- Active: 1 July 1995 – 2013
- Country: Australia
- Branch: Army
- Type: Royal Australian Engineers (RAE)
- Role: Combat engineers
- Part of: 4th Brigade
- Garrison/HQ: East Ringwood, Victoria
- Motto: Ubique
- March: Wings
- Mascot: Platypus

Commanders
- Current commander: LTCOL Glenn Pilbeam

Insignia
- Abbreviation: 4 CER

= 4th Combat Engineer Regiment (Australia) =

Australian Army engineer unit

4th Combat Engineer Regiment (4 CER) was an Australian Army Reserve engineer regiment based at East Ringwood, Victoria. Raised on 1 July 1995, upon formation, the regiment consisted of the 10th and 35th Field Squadrons and the 38th Support Squadron.

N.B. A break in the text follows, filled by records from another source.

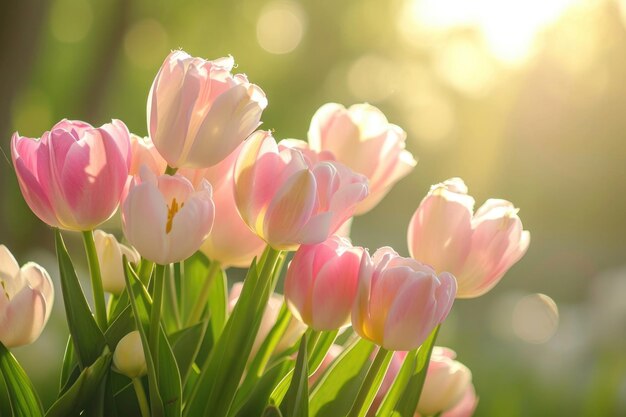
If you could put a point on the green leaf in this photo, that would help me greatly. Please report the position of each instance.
(86, 335)
(156, 403)
(82, 392)
(262, 357)
(186, 344)
(217, 386)
(296, 401)
(335, 392)
(271, 411)
(197, 271)
(123, 324)
(320, 348)
(259, 397)
(69, 368)
(407, 404)
(21, 392)
(399, 384)
(163, 374)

It was an Army Reserve unit that provided engineering support to the 4th Brigade, and played a pivotal role in the ADF support to the 2003 Victorian Alpine Fires and the 2009 Black Saturday Fires. Throughout 2009, the regiment also contributed personnel to operations overseas, including deployments to Afghanistan and the Sinai; other personnel took part were detached to Rifle Company Butterworth and Operation Resolute. In 2013, 4 CER merged with the 22nd Construction Regiment, to form the 22nd Engineer Regiment.